Порожнюю банку из-под рыбных консервов, подобранную у подъезда, парнишка тщательно вымыл, железным пестиком от домашней чугунной ступки, в которой вручную рушили соль, он загнул острые жестяные грани, торчащие внутрь. В коробку из-под обуви, рачительно прибранной матерью на стеллаж после покупки ею недорогих осенних сапог, он набрал песка – на ближайшей стройке, которая находилась практически через дорогу.

Семён налил котёнку молока из банки, которую он принёс от бабы Нади. Мать отчима держала корову; ежедневно ходить за молоком к «бабе Наде» было непреложной обязанностью Сёмки. Обязанность эту мальчик выполнял с удовольствием, поскольку в тот период времени, пока он ходил за молоком для младшего брата, его не мог избить отчим.

«Тётки» – родственницы со стороны отчима – хорошо знали, что представляет из себя младший сын «бабы Нади», жалели маленького Семёна и, по возможности, старались угостить его чем-нибудь вкусненьким.

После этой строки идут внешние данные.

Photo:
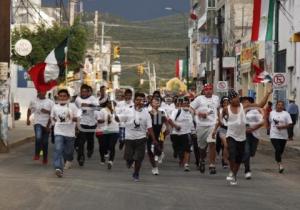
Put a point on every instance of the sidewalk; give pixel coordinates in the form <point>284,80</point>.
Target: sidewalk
<point>293,145</point>
<point>20,134</point>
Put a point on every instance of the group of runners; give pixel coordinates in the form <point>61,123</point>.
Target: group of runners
<point>203,125</point>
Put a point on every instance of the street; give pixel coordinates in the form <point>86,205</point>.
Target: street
<point>27,184</point>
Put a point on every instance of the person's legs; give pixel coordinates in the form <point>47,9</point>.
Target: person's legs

Впрочем, именно в один из «молочных» походов Сёмка заработал свою самую страшную взбучку.

Было это так.

Часть пути к родителям отчима «Лёни» – деду Сергею и бабушке Наде – проходила вдоль однопутной железной дороги металлургического завода. Однажды осенью Семка, напуганный внезапным гудком паровоза, «подкравшегося» сзади – тихо и незаметно, на ходу роняя из тонких и слабых рук двухлитровую банку с молоком, метнулся со шпал на пригорок…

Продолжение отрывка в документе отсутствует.